Osama is a film intensely aware, at times perhaps too aware, of its place in history. The first film produced in Afghanistan since the fall of the Taliban, it aims to be a document of the hardships faced under that repressive regime.

The story here involves a 12-year-old girl (none of the characters are given names) forced by her mother to impersonate a boy so that she can work to help support her impoverished family. This becomes necessary due to the fact that all of the males in the family have been killed in one war or another — a situation, the film suggests, all too normal in this country.
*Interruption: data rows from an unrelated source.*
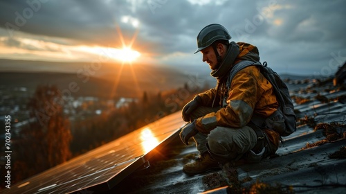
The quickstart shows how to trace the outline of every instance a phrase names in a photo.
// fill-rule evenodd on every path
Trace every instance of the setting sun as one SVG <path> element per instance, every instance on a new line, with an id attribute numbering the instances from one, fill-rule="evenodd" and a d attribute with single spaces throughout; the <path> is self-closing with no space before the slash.
<path id="1" fill-rule="evenodd" d="M 140 53 L 138 51 L 132 50 L 129 47 L 124 46 L 122 49 L 117 49 L 113 57 L 123 62 L 131 62 L 139 56 L 140 56 Z"/>

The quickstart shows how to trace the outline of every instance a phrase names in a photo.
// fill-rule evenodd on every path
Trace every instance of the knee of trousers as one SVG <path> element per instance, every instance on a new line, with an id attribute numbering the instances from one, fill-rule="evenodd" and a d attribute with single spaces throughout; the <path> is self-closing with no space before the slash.
<path id="1" fill-rule="evenodd" d="M 218 127 L 208 134 L 207 142 L 212 152 L 235 157 L 250 150 L 257 142 L 257 136 L 248 127 L 241 129 Z"/>
<path id="2" fill-rule="evenodd" d="M 221 157 L 235 158 L 239 153 L 238 146 L 235 144 L 233 137 L 225 136 L 222 130 L 212 130 L 207 137 L 207 143 L 210 152 Z"/>

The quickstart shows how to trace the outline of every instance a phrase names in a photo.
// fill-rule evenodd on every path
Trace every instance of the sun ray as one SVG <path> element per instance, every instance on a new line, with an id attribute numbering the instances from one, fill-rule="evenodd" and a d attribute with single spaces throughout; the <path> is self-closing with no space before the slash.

The first half-hour or so of Osama is enthralling. The film opens with a demonstration of Burqa-clad women demanding work. This section is shot from the POV of an American cameraman and ends with the Taliban, who arrive to break-up the protest, beating the camera into submission. This provocative act, vicariously attacking the audience, promises a confrontational style not followed up on by director Siddiq Barmak's relatively understated style. As the next several minutes introduce us to the film's central family, Barmak effectively and subtly conveys the omnipresent menace of the Taliban by portraying them merely as offscreen voices that burst in on the characters unannounced. There is an undeniable tension here uncharacteristic of Hollywood films, where we always know that everything will come out all right in the end; everything we know about the reality of this situation tells us that most likely, it won't.

But as the film settles into its narrative, that suspense begins to suffer under the law of diminishing returns. Barmak's untrained lead, Marina Golbahari, has a wonderfully expressive face but is never convincing as a boy. As indignities and close calls accumulate, the film, for all its beauty, starts to run in circles in its desire to convey its message. And this didacticism undermines the film as narrative.

As historical document, however, Osama is a thing of beauty and a powerful, lyrical reminder of a tragic period, one still fresh in the minds of those who lived it and portray it on screen. This, I imagine, is why Barmak made the film in the first place, and he is to be commended for creating a moving piece of propaganda for all the right reasons.